ULIP and Mutual funds: Pros and Cons - Greyfont

ULIP and Mutual funds: Pros and Cons


ULIP stands for unit linked insurance plan. It is a product offered by insurance companies that gives investors both insurance and investment under a single integrated plan. In ULIP's, a part of your premium is assigned to a common sum of money called funds which invests in equity, debts or a combination of both.The returns on investments depend upon the performance of the funds opted by an individual. There are different types of ULIPS, wealth generation, retirement plan, children education, health benefits etc.


Mutual funds can be described in four words- versatility, simplicity, diversity and accessibility. It is an investment option that enables investors to pool their money together into one managed investment. Mutual funds can invest in stocks, bonds, cash or a combination of those assets. In simpler terms, mutual funds are like containers. Each container holds certain types of stocks, bonds to combine for one mutual fund portfolio.


Let’s discuss the pros and cons of ULIP and MUTUAL FUNDS:


ULIP - Pros

  • ULIP provides you with a benefit wherein you cancontrol where your money is invested

  • Protection benefits are given along with investment returns.

  • Flexibility of multiple fund options.

  • There are some additional benefits provided for critical illness, accidental death, disability etc.

  • It gives an option for staying invested for a long time.


ULIP - Cons

  • It has a lock-in period of 5 years.
  • ULIPS have fixed premium payment term and policy term therefore one should keep in mind a long term horizon.
  • The protection benefits become expensive at higher ages so one should understand the benefits before buying.
  • ULIPS offer low returns.
  • Returns cannot be guaranteed.



  • Mutual funds are convenient for the investors to buy investments which would be too complex to manage on their own.
  • Small or large amount of money can be invested in mutual funds, even if the investor doesn’t have much financial or investing experience.
  • If you want to take an exit from mutual funds, you can tell your agent to sell it. The funds come back to your bank account in 48 hours.
  • Investing in mutual funds gives you an exposure to stock market.

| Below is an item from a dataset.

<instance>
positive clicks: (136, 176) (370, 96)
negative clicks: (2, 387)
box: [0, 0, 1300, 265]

  • Mutual funds are expensive.
  • Mutual fund share price calculation are made public once per day.
  • There is no control over portfolio. If you invest in a fund, you give all control of your portfolio to the managers who run it.
  • Anytime you sell your stock, you will be taxed on your gains.


Mutual funds are always less tax efficient than ULIPs, but the recent introduction of 10%LTCG tax from equity investments has given them more advent. However, it’s not necessary to select an investment product based on one criterion. Mutual funds outpoint ULIPs on other parameters like returns, transparency, liquidity and flexibility.